At the end, it was opened up for questions from the audience and the last question meant so much to me. A woman expressed that her best friend is going through the worst thing that anyone could go through – her 16 year old son died by suicide. She pleaded with Glennon: “What can we do as her friends? Even when we try to listen to that still small voice you spoke of, it still doesn’t seem good enough. What can we do?” Glennon then shared this quote:
The visual of Glennon as she spoke these words, waving her hand in the air to show this receipt of love – it was so moving. She reassured this woman, people who are hurting don’t need Avoiders, Protectors, or Fixers. What we need are patient, loving witness. People to sit quietly and hold space for us. People to stand in helpful vigil to our pain. That we all need to become more comfortable with pain, because it’s all a part of our lives. But most of us want to stuff it down, so we never have to feel it. But it always comes back, some way, somehow. And more we ignore it, the greater it will hurt us later. In tragic losses like these, the pain is all we have left. So if you try to take the pain away, you’re also taking the memory and love right along with it. And finally, always keep showing up. She said whatever you do, do not stop showing up.

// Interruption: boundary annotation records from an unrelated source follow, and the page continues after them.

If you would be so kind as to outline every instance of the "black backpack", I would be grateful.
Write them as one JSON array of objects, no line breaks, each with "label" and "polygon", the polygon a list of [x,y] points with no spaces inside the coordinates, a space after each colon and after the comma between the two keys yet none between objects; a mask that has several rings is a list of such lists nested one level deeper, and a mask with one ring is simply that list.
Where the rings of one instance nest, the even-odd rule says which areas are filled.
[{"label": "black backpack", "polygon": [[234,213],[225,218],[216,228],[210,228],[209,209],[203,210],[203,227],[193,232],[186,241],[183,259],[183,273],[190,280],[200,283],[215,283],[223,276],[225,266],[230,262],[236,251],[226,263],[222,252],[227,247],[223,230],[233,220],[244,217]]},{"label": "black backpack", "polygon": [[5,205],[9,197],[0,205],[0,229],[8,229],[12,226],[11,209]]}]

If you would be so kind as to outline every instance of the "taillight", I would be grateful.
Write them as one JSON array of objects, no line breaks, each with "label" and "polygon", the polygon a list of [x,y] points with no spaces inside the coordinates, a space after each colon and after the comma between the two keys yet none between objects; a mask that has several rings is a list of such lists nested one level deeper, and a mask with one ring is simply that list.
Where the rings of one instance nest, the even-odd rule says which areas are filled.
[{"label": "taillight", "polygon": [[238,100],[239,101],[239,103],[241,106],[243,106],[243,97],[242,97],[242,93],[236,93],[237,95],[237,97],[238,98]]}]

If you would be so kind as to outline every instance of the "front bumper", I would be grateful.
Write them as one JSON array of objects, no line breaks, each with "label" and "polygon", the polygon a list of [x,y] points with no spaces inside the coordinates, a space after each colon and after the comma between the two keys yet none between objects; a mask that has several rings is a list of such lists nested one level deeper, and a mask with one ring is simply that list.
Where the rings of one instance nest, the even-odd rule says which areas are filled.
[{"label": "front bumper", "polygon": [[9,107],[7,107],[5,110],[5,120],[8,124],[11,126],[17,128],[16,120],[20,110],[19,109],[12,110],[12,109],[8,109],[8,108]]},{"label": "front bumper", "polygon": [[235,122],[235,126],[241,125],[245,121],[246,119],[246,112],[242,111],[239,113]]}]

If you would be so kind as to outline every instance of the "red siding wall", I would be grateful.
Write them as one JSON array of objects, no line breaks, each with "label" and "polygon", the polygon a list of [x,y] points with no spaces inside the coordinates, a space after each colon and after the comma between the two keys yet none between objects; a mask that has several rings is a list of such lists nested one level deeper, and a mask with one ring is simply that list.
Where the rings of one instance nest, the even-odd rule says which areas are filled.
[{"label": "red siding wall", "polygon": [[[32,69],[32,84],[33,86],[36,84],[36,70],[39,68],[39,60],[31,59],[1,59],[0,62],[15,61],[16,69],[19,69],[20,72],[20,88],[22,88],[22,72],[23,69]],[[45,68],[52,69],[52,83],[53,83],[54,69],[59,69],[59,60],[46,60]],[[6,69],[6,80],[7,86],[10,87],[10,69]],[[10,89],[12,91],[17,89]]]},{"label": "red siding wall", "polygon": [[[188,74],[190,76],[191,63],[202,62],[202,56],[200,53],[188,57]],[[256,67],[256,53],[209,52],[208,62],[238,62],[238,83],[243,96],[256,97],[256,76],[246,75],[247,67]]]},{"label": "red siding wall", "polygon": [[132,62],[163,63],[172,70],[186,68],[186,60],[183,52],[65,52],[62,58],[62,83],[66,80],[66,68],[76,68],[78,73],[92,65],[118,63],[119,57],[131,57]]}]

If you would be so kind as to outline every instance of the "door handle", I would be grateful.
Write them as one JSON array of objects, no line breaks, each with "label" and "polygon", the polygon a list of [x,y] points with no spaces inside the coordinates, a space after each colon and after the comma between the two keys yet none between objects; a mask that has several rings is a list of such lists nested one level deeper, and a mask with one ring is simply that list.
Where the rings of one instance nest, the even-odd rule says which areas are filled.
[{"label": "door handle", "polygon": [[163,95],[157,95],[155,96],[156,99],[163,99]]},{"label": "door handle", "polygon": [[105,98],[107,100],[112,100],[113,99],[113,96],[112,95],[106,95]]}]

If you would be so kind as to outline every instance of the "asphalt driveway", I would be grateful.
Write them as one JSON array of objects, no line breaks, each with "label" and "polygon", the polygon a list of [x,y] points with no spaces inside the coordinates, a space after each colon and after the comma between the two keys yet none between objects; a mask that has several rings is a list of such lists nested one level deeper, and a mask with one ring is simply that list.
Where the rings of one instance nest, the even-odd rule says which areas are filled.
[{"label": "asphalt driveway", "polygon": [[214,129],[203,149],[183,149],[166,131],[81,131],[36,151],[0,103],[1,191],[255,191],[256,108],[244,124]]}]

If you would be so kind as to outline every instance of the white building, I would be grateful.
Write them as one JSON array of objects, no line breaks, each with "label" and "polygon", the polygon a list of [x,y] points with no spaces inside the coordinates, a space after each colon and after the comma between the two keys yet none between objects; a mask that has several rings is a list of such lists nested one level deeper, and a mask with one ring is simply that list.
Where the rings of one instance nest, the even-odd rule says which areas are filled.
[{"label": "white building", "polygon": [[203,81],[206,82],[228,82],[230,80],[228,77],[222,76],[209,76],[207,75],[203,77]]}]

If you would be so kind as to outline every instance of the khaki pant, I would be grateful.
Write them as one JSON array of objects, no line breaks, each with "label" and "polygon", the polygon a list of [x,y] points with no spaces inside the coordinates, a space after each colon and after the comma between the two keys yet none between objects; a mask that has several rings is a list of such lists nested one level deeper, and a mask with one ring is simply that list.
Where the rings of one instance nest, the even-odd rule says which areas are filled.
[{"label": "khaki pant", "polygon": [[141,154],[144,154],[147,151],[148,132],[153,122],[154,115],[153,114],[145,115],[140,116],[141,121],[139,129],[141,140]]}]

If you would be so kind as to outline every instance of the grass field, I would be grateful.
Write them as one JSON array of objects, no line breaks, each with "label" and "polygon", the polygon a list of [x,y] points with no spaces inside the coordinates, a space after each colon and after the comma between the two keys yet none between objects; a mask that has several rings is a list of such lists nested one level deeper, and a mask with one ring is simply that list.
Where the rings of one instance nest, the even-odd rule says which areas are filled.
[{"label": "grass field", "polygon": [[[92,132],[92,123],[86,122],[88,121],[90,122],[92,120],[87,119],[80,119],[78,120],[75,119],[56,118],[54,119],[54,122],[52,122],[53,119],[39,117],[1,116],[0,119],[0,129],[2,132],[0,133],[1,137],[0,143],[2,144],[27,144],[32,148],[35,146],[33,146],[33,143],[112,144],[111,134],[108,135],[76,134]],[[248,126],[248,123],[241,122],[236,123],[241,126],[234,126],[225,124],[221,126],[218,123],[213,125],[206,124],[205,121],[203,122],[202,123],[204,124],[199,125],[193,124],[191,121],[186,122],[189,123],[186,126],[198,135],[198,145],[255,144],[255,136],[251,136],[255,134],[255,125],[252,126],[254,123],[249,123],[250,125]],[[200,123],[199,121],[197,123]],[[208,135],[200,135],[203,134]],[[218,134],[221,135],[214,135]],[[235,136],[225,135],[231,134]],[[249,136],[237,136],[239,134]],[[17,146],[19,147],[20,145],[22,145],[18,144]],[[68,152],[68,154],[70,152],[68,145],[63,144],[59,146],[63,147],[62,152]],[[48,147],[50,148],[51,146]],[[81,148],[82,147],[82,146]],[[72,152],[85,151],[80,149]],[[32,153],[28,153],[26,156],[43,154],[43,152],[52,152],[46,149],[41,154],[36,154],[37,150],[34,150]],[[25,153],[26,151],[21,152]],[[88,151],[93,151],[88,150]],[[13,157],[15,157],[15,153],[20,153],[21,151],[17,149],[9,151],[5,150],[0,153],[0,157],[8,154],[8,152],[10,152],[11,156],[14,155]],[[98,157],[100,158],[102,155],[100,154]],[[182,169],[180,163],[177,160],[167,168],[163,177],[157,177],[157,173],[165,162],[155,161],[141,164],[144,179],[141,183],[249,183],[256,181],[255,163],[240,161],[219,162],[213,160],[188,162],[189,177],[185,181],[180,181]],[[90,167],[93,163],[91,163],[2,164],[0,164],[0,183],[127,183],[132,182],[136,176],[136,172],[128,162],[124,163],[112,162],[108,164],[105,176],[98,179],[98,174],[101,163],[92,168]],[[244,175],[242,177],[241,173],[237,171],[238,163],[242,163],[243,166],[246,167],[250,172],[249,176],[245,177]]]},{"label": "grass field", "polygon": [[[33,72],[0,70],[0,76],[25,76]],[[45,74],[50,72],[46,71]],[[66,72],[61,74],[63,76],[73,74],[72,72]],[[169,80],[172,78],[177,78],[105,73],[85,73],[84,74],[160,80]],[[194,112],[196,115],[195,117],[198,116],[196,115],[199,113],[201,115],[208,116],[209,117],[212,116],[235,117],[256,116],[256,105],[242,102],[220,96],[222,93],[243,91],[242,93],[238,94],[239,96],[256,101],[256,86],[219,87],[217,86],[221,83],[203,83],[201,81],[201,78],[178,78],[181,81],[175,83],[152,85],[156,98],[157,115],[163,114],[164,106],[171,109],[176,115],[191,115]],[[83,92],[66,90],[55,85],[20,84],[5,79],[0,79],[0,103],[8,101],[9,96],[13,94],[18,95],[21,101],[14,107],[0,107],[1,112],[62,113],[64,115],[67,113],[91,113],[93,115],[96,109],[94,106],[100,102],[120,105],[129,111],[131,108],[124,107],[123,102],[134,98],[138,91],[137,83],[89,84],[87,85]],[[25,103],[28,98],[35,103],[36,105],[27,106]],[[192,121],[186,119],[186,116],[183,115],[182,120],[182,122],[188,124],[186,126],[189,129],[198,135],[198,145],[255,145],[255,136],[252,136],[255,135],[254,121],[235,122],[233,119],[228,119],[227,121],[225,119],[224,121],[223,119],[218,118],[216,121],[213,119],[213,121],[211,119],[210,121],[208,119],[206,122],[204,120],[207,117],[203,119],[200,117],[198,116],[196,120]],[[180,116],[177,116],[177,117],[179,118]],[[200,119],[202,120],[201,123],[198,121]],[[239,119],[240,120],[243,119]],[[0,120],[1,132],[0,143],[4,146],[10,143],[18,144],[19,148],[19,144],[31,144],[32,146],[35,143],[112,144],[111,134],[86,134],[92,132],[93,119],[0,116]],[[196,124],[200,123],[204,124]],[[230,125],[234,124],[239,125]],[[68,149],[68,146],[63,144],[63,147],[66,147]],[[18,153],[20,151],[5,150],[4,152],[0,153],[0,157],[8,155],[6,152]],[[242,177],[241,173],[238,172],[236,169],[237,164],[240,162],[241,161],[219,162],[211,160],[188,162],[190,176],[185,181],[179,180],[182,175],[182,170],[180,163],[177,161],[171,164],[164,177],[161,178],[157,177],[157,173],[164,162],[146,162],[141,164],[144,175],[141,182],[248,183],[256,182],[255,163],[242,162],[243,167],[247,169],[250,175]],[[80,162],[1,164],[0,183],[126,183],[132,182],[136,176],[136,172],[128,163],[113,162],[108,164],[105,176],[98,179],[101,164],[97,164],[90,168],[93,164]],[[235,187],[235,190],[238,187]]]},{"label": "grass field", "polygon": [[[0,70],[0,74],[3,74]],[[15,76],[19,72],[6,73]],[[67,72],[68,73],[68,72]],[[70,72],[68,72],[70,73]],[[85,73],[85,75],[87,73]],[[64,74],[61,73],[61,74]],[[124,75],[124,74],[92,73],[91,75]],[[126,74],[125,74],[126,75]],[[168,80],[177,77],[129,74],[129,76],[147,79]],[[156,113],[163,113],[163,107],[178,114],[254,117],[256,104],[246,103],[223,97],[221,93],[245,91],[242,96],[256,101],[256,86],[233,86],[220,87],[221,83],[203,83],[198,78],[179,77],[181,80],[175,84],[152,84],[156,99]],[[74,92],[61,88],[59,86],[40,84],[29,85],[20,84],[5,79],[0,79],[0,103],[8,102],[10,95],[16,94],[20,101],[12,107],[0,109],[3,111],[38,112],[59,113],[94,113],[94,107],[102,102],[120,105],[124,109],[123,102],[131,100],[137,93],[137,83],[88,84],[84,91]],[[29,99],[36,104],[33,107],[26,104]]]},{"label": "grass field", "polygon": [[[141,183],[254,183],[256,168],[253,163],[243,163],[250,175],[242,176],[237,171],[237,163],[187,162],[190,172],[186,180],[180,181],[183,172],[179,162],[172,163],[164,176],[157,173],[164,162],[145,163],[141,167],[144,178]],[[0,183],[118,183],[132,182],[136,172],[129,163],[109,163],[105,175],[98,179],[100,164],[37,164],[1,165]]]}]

Then as Mandie and I walked out of the auditorium we noticed a familiar face. It was the woman who just spoke to ask the question about her friend’s loss. Mandie immediately walked up to her to give her a hug and asked, “Is this your friend you spoke of?” which she responded “Yes.” So then of course Mandie hugged her too and said “This is my best friend, she too is going through the world’s worst thing.” At that point the mother turned to me and said “Did your son die too?” and I said “Yes.” We hugged and cried together for quite some time. She pulled back to look me in the eyes and said “You’re doing great. You will survive this.” Which I then said to her “How are you uplifting me right now in all your pain?! You’re amazing.” She then ended with “Oh honey, I’m drunk!” And we all had the most cry filled giggle there was.
Thank you Jonathan, Rocky, Amanda, Shauna, Mandie, Jamie & especially Glennon for giving me the first “good day” that I’ve had in quite some time ❤
“In all my close friendships, words are the bricks I use to build bridges. To know someone I need to hear her, and to feel known, I need to be heard by her. The process of knowing and loving another person happens for me through conversation. I reveal something to help my friend understand me, she responds in a way that assures me she values my revelation, and then she adds something to help me understand her. This back-and-forth is repeated again and again as we go deeper into each other’s hearts, minds, pasts, and dreams. Eventually, a friendship is built – a solid, sheltering structure that exists in the space between us – a space outside of ourselves that we can climb deep into. There is her, there is me, and then there is our friendship – this bridge we’ve built together.”